Wet inkomstenbelasting 2001 art. 5.2 ( tekst 2015)
5.2 Voordeel uit sparen en beleggen
Spaar- en beleggingsvoordeel 1 Het voordeel uit sparen en beleggen wordt gesteld op 4% (forfaitair rendement) van de grondslag sparen en beleggen. De grondslag sparen en beleggen is de rendementsgrondslag aan het begin van het kalenderjaar (peildatum) voor zover die rendementsgrondslag meer bedraagt dan het heffingvrije vermogen.
Partner 2 Indien de belastingplichtige het gehele kalenderjaar dezelfde partner heeft of voor de toepassing van artikel 2.17 geacht wordt te hebben gehad, wordt in afwijking van het eerste lid, het voordeel uit sparen en beleggen gesteld op 4% (forfaitair rendement) van het op grond van artikel 2.17 aan hem toegerekende gedeelte van de gezamenlijke grondslag sparen en beleggen.

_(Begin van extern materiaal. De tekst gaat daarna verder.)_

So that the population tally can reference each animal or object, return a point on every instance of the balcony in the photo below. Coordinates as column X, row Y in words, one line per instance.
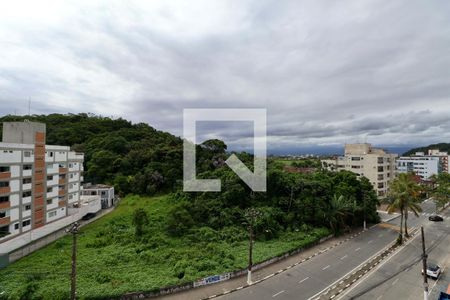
column 5, row 221
column 5, row 190
column 5, row 204
column 5, row 175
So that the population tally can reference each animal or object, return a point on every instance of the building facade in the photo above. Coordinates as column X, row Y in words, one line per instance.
column 38, row 182
column 364, row 160
column 423, row 165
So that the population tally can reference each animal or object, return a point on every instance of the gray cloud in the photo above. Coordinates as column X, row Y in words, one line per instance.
column 327, row 72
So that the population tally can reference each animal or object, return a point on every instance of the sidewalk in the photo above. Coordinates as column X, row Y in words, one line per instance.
column 209, row 291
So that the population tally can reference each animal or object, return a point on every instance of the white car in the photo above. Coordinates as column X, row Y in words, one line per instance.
column 433, row 271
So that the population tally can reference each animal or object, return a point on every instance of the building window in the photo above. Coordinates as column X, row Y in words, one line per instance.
column 4, row 183
column 4, row 231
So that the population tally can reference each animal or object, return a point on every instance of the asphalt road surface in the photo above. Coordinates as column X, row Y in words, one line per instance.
column 308, row 279
column 400, row 277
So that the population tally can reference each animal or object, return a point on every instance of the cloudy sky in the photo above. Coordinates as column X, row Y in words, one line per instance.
column 328, row 72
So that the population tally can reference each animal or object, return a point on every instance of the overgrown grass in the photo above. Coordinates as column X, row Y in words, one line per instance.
column 112, row 261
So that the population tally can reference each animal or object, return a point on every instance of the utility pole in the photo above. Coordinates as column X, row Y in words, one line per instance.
column 364, row 210
column 424, row 267
column 73, row 278
column 251, row 215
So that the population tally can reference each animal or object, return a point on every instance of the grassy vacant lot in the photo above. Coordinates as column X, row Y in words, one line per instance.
column 111, row 261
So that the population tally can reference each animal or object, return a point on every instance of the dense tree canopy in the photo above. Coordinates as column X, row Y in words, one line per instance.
column 139, row 159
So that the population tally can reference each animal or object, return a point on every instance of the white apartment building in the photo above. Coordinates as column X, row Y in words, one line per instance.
column 38, row 182
column 424, row 165
column 364, row 160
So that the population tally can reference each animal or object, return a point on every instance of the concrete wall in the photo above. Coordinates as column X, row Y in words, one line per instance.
column 21, row 132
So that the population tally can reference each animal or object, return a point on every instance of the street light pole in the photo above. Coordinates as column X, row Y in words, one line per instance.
column 73, row 278
column 424, row 266
column 251, row 215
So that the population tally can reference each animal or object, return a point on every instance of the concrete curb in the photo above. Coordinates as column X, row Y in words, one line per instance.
column 284, row 269
column 361, row 271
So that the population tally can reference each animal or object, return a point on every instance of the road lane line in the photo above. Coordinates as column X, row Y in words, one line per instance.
column 279, row 293
column 303, row 280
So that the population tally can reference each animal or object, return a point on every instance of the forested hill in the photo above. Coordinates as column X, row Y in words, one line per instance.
column 134, row 157
column 444, row 147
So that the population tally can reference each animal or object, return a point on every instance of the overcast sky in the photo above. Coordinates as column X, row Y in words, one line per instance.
column 328, row 72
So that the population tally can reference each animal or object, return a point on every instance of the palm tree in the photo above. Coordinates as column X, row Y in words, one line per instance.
column 338, row 210
column 404, row 196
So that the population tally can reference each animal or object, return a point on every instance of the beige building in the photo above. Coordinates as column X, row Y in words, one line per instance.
column 364, row 160
column 38, row 182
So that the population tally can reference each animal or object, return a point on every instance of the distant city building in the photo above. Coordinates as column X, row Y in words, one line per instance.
column 424, row 166
column 364, row 160
column 38, row 182
column 106, row 193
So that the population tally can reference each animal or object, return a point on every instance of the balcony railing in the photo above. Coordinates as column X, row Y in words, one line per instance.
column 5, row 175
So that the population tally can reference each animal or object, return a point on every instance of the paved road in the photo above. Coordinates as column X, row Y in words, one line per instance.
column 400, row 276
column 313, row 276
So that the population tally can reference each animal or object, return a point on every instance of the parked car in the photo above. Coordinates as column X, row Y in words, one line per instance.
column 433, row 271
column 88, row 216
column 436, row 218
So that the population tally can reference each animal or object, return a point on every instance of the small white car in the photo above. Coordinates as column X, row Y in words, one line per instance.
column 433, row 271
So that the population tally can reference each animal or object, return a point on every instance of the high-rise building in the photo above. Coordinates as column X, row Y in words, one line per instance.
column 364, row 160
column 38, row 182
column 424, row 165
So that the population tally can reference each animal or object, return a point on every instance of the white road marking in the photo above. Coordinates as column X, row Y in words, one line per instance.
column 303, row 280
column 280, row 292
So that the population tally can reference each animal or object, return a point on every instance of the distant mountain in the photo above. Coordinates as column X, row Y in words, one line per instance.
column 445, row 147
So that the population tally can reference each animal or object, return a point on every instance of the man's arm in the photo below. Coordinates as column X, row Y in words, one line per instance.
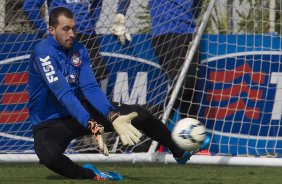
column 91, row 89
column 32, row 11
column 94, row 94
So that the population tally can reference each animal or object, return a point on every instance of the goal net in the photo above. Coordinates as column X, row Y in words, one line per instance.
column 225, row 72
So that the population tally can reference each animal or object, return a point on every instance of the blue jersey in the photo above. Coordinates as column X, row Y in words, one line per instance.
column 59, row 79
column 173, row 16
column 86, row 12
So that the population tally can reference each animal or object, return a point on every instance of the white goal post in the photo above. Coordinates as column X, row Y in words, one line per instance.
column 238, row 92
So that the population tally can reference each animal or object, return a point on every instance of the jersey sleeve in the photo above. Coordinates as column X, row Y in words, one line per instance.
column 55, row 80
column 32, row 11
column 91, row 89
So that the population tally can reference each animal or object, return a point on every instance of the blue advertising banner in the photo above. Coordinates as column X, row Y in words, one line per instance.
column 241, row 103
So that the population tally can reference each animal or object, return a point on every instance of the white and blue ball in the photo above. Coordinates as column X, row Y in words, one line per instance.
column 189, row 134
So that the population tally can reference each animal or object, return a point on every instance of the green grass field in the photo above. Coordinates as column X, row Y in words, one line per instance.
column 150, row 173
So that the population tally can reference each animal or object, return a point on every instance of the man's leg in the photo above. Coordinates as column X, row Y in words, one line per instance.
column 50, row 141
column 151, row 126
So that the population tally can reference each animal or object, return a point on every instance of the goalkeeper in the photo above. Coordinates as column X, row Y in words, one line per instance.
column 87, row 13
column 59, row 76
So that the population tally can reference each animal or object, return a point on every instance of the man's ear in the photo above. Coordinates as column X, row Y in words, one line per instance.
column 52, row 30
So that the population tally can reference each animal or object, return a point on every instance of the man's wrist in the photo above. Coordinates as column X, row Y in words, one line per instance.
column 112, row 116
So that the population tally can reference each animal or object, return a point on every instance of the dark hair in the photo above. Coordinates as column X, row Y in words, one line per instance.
column 54, row 15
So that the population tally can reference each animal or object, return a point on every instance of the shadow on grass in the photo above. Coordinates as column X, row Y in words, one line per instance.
column 56, row 177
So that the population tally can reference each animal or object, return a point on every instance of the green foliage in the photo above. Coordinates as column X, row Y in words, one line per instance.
column 256, row 19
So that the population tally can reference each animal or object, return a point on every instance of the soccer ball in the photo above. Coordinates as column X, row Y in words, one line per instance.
column 188, row 134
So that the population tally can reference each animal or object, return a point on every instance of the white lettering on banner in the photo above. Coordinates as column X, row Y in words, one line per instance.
column 139, row 90
column 276, row 78
column 48, row 69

De gezamenlijke grondslag sparen en beleggen is de gezamenlijke rendementsgrondslag aan het begin van het kalenderjaar (peildatum) van de belastingplichtige en zijn partner voor zover die gezamenlijke rendementsgrondslag meer bedraagt dan het heffingvrije vermogen van de belastingplichtige en zijn partner .

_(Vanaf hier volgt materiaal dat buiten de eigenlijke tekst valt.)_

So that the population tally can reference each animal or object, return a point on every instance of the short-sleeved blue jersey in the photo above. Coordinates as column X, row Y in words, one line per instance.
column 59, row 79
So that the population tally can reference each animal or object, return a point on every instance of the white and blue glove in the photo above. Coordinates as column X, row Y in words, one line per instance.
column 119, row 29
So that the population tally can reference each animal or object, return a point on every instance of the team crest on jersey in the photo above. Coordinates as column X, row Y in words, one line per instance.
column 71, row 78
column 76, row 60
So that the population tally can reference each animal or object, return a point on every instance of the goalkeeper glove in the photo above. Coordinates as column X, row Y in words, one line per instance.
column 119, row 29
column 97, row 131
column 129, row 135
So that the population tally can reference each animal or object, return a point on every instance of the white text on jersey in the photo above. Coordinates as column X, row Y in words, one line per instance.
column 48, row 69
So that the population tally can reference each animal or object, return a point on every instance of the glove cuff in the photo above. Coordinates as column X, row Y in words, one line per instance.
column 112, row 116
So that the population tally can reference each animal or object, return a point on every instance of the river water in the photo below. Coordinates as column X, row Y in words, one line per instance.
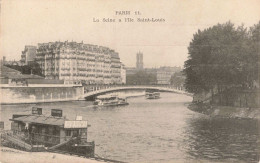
column 161, row 130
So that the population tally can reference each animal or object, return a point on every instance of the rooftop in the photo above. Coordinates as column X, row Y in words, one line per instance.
column 6, row 72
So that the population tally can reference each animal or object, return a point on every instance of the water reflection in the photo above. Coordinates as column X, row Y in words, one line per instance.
column 162, row 130
column 223, row 139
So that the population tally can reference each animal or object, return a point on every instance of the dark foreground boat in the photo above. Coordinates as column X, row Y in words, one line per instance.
column 37, row 132
column 152, row 95
column 111, row 100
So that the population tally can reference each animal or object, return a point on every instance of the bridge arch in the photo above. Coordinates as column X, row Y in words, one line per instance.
column 91, row 95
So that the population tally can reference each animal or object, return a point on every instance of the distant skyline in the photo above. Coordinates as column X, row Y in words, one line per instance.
column 29, row 22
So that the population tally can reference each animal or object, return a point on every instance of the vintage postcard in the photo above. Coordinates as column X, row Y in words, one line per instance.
column 130, row 81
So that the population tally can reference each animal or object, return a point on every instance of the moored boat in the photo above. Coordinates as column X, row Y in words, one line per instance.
column 111, row 100
column 38, row 132
column 152, row 95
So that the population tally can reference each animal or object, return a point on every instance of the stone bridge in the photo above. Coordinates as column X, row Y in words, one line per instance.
column 96, row 91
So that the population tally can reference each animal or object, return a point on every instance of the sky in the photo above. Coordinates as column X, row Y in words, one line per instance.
column 28, row 22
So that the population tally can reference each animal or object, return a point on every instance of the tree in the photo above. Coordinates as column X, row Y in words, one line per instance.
column 219, row 56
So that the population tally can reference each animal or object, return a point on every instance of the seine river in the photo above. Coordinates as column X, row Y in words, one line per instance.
column 161, row 130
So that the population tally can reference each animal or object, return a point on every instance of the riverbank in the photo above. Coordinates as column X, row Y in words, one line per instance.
column 10, row 155
column 225, row 111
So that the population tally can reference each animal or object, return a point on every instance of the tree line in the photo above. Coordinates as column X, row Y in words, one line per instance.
column 223, row 56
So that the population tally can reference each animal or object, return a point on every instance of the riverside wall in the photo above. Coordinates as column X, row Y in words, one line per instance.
column 37, row 94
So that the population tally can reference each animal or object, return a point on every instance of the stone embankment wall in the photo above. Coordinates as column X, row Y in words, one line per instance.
column 40, row 94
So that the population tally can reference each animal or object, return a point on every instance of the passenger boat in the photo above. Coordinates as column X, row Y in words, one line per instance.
column 152, row 95
column 38, row 132
column 111, row 100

Wijziging belastingplicht 3 Indien de belastingplichtige bij het begin van het kalenderjaar nog niet binnenlands belastingplichtig is, of indien de binnenlandse belastingplicht gedurende het kalenderjaar anders dan door overlijden eindigt, wordt eveneens uitgegaan van de rendementsgrondslag aan het begin van het kalenderjaar maar wordt het voordeel uit sparen en beleggen naar tijdsgelang herleid, waarbij gedeelten van kalendermaanden worden verwaarloosd.